If an order is made when any of these circumstances apply there is no time limit on its enforceability.
Will I have to pay my spouses’ costs in resolving financial matters? Might they pay mine?
It is rare for a costs order (an order that one spouse pays toward the other’s legal costs) to be made in divorce-related financial proceedings. The court can only make such orders by agreement or if one party to financial proceedings has conducted his or her case unreasonably, for example by asking the court to make rulings on irrelevant issues or not disclosing assets.
However, paying for legal advice is a reasonable financial need and can be taken into account when the court makes a financial order. An order might divide assets so that each spouse has the resources with which to pay legal costs. Sometimes, if one spouse is financially stronger and has sufficient resources available an order can be made that they pay maintenance to their spouse if this is the only way for both of them to afford legal representation.
Sometimes agreement can be reached that the financially stronger spouse will pay towards the other’s legal costs.

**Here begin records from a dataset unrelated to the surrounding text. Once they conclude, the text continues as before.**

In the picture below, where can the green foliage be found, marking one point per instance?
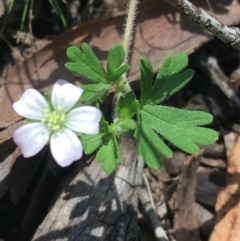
(91, 143)
(150, 146)
(85, 63)
(94, 93)
(171, 78)
(127, 106)
(181, 127)
(109, 155)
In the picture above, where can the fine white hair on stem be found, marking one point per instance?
(128, 31)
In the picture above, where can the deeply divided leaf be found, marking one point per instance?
(180, 127)
(85, 63)
(150, 147)
(127, 106)
(109, 155)
(95, 93)
(91, 143)
(171, 78)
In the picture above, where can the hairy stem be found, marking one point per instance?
(123, 86)
(127, 37)
(229, 36)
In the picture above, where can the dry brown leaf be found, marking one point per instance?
(185, 222)
(160, 30)
(228, 202)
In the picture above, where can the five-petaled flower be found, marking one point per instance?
(57, 121)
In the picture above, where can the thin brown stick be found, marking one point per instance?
(229, 36)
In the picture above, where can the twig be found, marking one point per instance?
(229, 36)
(210, 65)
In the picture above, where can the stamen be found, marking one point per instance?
(54, 120)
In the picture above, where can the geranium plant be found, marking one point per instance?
(72, 129)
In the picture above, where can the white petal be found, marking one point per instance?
(31, 105)
(31, 138)
(84, 120)
(65, 147)
(65, 94)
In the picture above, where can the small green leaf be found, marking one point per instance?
(146, 78)
(115, 60)
(150, 146)
(95, 93)
(91, 143)
(109, 155)
(181, 127)
(127, 106)
(85, 63)
(170, 78)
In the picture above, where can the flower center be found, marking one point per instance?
(54, 119)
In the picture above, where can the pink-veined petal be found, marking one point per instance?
(65, 147)
(84, 120)
(65, 95)
(31, 138)
(31, 105)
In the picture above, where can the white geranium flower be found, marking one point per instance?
(58, 122)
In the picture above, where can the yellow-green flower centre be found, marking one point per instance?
(54, 119)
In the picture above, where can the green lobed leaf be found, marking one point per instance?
(146, 78)
(180, 126)
(85, 63)
(122, 127)
(170, 78)
(127, 107)
(109, 155)
(151, 146)
(91, 143)
(95, 93)
(115, 60)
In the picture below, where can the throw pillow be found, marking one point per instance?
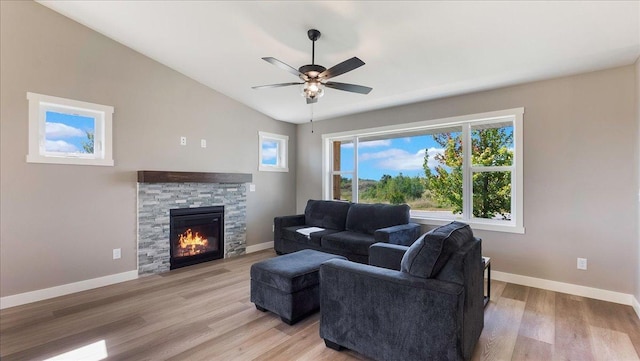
(426, 256)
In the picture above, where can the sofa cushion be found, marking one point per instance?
(366, 218)
(326, 214)
(292, 234)
(426, 257)
(348, 242)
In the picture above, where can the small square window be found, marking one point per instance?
(273, 152)
(65, 131)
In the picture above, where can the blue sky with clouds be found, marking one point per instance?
(269, 152)
(391, 156)
(65, 132)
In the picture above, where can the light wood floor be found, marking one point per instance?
(203, 313)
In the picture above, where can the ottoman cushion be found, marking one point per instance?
(289, 285)
(291, 272)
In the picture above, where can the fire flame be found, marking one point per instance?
(190, 240)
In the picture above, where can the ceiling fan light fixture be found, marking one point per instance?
(312, 89)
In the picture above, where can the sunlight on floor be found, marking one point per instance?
(92, 352)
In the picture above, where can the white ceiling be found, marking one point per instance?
(413, 50)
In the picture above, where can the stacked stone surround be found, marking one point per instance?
(156, 199)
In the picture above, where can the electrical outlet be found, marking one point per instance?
(582, 263)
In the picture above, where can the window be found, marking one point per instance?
(466, 168)
(273, 152)
(66, 131)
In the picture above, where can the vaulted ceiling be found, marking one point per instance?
(414, 51)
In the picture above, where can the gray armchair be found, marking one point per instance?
(423, 302)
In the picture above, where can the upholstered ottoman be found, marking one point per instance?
(289, 285)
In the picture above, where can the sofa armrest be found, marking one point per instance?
(404, 234)
(289, 221)
(386, 255)
(389, 315)
(282, 222)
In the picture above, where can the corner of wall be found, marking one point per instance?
(637, 97)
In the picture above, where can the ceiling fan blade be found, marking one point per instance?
(285, 67)
(274, 85)
(349, 87)
(341, 68)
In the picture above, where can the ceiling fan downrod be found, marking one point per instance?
(313, 36)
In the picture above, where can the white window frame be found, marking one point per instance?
(515, 225)
(39, 104)
(282, 154)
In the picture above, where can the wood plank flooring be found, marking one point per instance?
(203, 312)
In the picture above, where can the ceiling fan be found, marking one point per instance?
(315, 76)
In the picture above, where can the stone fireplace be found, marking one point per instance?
(196, 235)
(162, 193)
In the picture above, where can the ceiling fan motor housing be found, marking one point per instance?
(311, 70)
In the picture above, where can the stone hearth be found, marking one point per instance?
(155, 200)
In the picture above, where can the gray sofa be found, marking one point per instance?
(423, 302)
(348, 228)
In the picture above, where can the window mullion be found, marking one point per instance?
(354, 182)
(467, 183)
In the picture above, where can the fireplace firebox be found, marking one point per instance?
(197, 235)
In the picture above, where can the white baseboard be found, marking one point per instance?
(590, 292)
(43, 294)
(259, 247)
(636, 306)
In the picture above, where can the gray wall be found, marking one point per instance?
(637, 162)
(580, 188)
(59, 223)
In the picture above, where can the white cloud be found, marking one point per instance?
(60, 130)
(400, 159)
(370, 144)
(60, 146)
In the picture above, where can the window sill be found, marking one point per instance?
(474, 225)
(272, 169)
(69, 160)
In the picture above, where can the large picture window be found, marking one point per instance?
(465, 168)
(66, 131)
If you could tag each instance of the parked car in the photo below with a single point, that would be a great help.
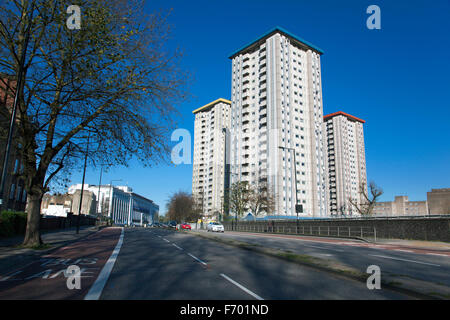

This ensures that each spouse has legal advice, thus smoothing the path of negotiations and can make it less likely that expensive court proceedings are required, to the benefit of both spouses.
These FAQs are general guidance as to the law only and are not intended to replace the advice given by a fully instructed specialist solicitor. Bennett Welch accepts no liability arising as a consequence of reliance on these notes as a substitute for such advice from us.